Taste and aroma are objective in that you can test an individual for their JND {just noticeable difference: ie measure how much of a compound needs to be present for them o ‘just notice it’ in a statistically reliable amount.
This is typically done in triad testing where you have a trio of samples, one or two adulterated with the compound in question. The ‘tester’ needs to identify the adulterated examples a specific proportion of times to be rated as having a JND for that compound. Since it usually takes more than 3 trials to establish this, and it needs to be done at least for the specific compounds a tester needs to consider, it is time-consuming, incredibly tedious.
It is something one does when one has a lot of time on their hands, and belongs to a nerd wine-tasting group.
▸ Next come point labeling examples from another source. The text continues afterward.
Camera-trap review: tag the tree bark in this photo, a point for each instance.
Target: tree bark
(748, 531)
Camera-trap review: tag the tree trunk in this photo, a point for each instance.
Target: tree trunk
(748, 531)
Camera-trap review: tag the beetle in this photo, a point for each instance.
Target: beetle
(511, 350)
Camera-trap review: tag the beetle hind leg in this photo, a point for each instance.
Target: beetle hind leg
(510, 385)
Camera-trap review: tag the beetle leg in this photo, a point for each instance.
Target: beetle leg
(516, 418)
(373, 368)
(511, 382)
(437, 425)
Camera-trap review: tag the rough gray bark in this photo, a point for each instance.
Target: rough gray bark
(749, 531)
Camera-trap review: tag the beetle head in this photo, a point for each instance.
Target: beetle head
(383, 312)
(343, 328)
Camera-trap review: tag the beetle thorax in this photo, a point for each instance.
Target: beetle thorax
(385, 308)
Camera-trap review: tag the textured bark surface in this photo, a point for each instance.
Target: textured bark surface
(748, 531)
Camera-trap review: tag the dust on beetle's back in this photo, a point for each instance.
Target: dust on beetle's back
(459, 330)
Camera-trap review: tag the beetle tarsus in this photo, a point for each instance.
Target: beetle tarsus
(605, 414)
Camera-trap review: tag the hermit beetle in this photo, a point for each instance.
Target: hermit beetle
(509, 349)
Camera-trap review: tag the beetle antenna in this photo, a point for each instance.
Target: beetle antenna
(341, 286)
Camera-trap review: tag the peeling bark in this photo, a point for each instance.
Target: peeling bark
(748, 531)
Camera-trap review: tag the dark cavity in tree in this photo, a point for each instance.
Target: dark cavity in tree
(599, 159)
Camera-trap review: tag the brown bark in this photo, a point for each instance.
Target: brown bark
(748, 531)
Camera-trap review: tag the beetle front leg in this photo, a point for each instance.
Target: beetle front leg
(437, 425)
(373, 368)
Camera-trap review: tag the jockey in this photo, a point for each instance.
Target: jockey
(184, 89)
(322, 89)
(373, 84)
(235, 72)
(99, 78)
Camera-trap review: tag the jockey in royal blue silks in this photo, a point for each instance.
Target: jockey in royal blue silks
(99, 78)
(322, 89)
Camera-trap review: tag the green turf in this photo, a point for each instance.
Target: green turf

If you did not have a light box to rate the colors of wines in one order, check smells in another, taste in yet a third, and finally enjoy the glass as a whole is a 4th order, you have no idea. Half our time was spent on statistics. And the other half was spent trying to figure out which was which on your cscore sheets. The wine tasting itself was unimportant.
That’s what happens when one tastes with several engineers from the aerospace industry at a time when one did not have a girlfriend in college.
But here is the point, this rigorous methodology has specific results. Like order of placement had a strong statistical effect on ranking. If we had 8 zinfandels, and 7 were high alcohol a lower alcohol example scored higher when tasted after the high alcohol ones and lower before. The descriptors changed. And there was no way for our methods to untangle our bias. What wound up happening was we put the bottles out in bags and just grabbed what we liked to go with our sandwiches or pizza. And the empty bottle test yielded another set of results.
Technical, objective tasting is great for winemakers. They need to be able to ID the various compounds in their wines. beers, booze for stability reasons at least. They need the sensory input and lab results both.
On the other hand, the empty bottle test relies on nothing but your subjective tastes but it also yields more info on pleasure than anything.
I mean we can look at a steak and measure how even its color is from top to bottom when sliced. I am sure that sous vide will win and char-grilled will fare poorly. But I love the feel of the char {char, not sear} and if MOST of the steak is medium rare, a little well-done ring is a small price to pay for the char flavor. In my opinion. You are entitled to your obviously wrong opinion. I am nothing if not magnanimous.